Sunday, December 27, 2009

Interprovincial migration goes negative

Hope everyone is doing well after a weekend of merriment, seeing their blood sugars shoot into the exopshere, and perhaps even found their wallets a little lighter should they have partaken in the Boxing Day/Week sales. Hopefully your stomach and liver paced itself though, as New Year is now fast approaching and another round of parties and dinners await.

Hard to believe we're on the cusp of a new decade, I can still remember ten years ago suddenly feeling very old as infomercials for the first of the 90's collections of music started to air. So, in honour of that memory I dug out a couple old CD's (yeah, CD's, remember those?!) to give this entry a soundtrack. Fuel's 'Sunburn', is playing as we speak for those curious... I must have just about drove my dorm-mates insane blasting 'Shimmer' incessantly as a freshman. Toad the Wet Sprocket's 'Dulcinea' is on deck.

Anyway, enough reminiscing, on with the show. Just before the break Statcan released their latest population figures, which while generally unspectacular it did have one interesting component... Alberta's interprovincial migration went negative in the 3rd quarter of 2009.

Interprovincial Migration
That is the first time since Q4 '94 its been negative, and not just that but to a degree not seen since Q3 '88, while the province was still shaking off the previous boom/bust cycle.

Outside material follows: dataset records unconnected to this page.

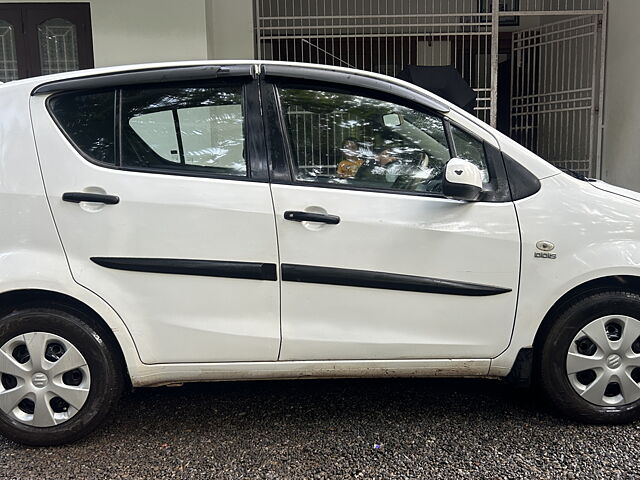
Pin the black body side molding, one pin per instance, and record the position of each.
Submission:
(387, 281)
(178, 266)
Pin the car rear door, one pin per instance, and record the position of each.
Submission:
(376, 263)
(158, 187)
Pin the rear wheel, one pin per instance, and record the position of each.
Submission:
(589, 364)
(59, 378)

Though while certainly notable, this is obviously not anywhere near the exodus witnessed in the 80's bust (at least not yet) as the quarterly losses then were much deeper and lasted for years on end. I wouldn't expect it to reach the same levels because, as we discussed last week the recent boom was just not of the same magnitude of the prior one.

While interprovincial migration went negative, the population itself did still grow (again, in light of another discussion, not surprising). The natural increase (basically birth rate exceeding death rate) alone was greater then the net interprovinvial migration. Beyond that international migration levels remained constant, which is to be expected as we looked at back in April.

This will be another interesting stat to keep an eye on for the next couple years, as it is very much a barometer of the economic health of the province. Interprovincial migration more then the other elements of population can swing wildly as young people flock to where the jobs are. So when interprovincial migration goes negative like it has, it's a sign a lot of young people are leaving the province.